Business Challenge story

日本写真印刷はカスタマー・サービスをきめ細かく改善するため、予測コストと実際の結果を比較することで、より詳細に経営情報を把握したいと考えていました。しかし、既存のレポーティング・システムでは、経営層が求めているような製品、サービス、顧客、地域など詳細な単位で分析を行うことができませんでした。お客様は次のようにコメントしています。

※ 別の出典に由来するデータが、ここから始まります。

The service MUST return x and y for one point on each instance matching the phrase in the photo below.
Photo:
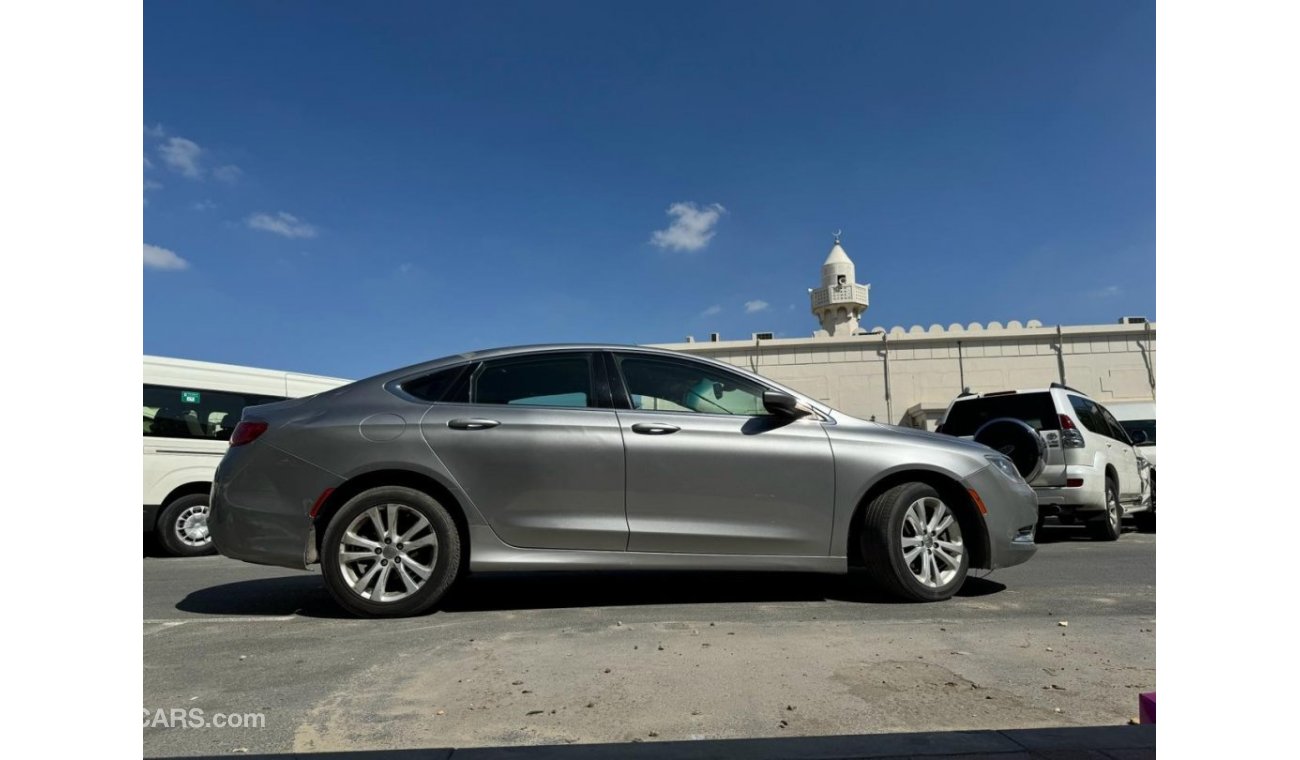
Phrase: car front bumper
(1012, 511)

「日本写真印刷は数年にわたってSAPソリューションを活用しています。SAPアプリケーションによって提供される経営情報は貴重で、特に会計と経費の分野でとても有効です。これまでは、詳細な分析結果をタイムリーに出せるよう改善して対応してきましたが、さらなる詳細な分析の要望が高まり、システムの能力が追い付かなくなってしまいました。我々はシステムの能力を高めるとともに、データを新しい角度から分析できる手法を開発する必要に迫られました。たとえば、1つのプロジェクトにおいて原料から生産、出荷までのすべてのプロセスを見渡し、顧客別の収益性を調べることができれば、どこでコスト発生したか測定が可能になります。それらが当初の予測と何が違っているのか把握できるようになると、将来の業績向上に向けた積極的な対策を講じることが可能です」

当時、既存のシステムでは日本写真印刷が求めるパフォーマンスを発揮できず、より高度な分析を進める上での一番の弊害となっていました。顧客収益性分析のレポート作成に3時間以上を要することもありました。多くの場合、レポートを見るとさらに質問がわいてくるものですが、レポートの修正や処理を再実行したくてもかかる時間を考えると、新たな分析を追求することは困難な状況でした。たとえば、標準的なレポートで当初予測したコストと実際のコストを比較した結果、原料が適正な価格、適正な取引先から調達されたか疑問を持った場合、取引先のデータまで掘り下げるためにはデータの再収集および新たなレポートの作成が必要でした。しかし、 新たにそれらの分析処理を開始し、さらには時間内に完了させるだけの余裕は、当時のシステムにはありませんでした。

Transformation

日本写真印刷はIntel Xeon E7-8870プロセッサーを搭載したIBM System x3950 X5をベースとしたIBM System x ワークロード最適化モデル for SAP HANAアプライアンスを選択し、導入しました。お客様は次のようにコメントしています。

「日本写真印刷は、これまでも質の高いサービスを提供してきたIBMの実績を評価し、IBM System x ワークロード最適化モデル for SAP HANAを選択しました。私たちにとって重要だったのは、手早く低コストでスケール・アップできるソリューションを導入することでした。新技術を採用する際には、システムを必要以上に複雑にしないことが重要です。その点においてIBMのソリューションは、信頼性と安定性の結び付いたシンプルなデザインを提供し、私たちをすぐにもハイ・バリューへと導いてくれるような能力をもたらしてくれました」

Benefits

日本写真印刷は従来のデータ・ウェアハウスから900GBものデータを移行し、わずか3カ月でSAP HANAソリューションの構築を実現しました。既存のデータは、SAP HANAの圧縮技術によって300GBにまで縮小し、わずかな時間でのデータ保存、複製、リストアなどが可能になりました。SAP HANAソリューションのスピードとシンプルさは、日本写真印刷に早くもその効果をもたらしています。レポーティングや分析処理をSAP HANAで行うことによって、日本写真印刷は必要なデータ・キューブ数を103から56へと約45%削減し、定義済みのクエリー数を700から250へと65%近くも削減しました。技術スタッフの業務では、前述の変化により毎日の夜間バッチ処理時間が7時間から2時間へと3分の1(71%)以下に短縮されました。会計報告書の作成に当たっては、もはやデータ・キューブの準備といった作業は必要ありません。一例を挙げると、これまで作成に340秒かかっていたレポート処理が、現在では2秒足らずのうちに完成し、99%以上の改善を実現しています。別のある例では、以前は1,023秒かかっていたレポート処理が10.2秒へと短縮しています。このように、SAP HANAソリューションは業務活動の広い範囲で改善をもたらしました。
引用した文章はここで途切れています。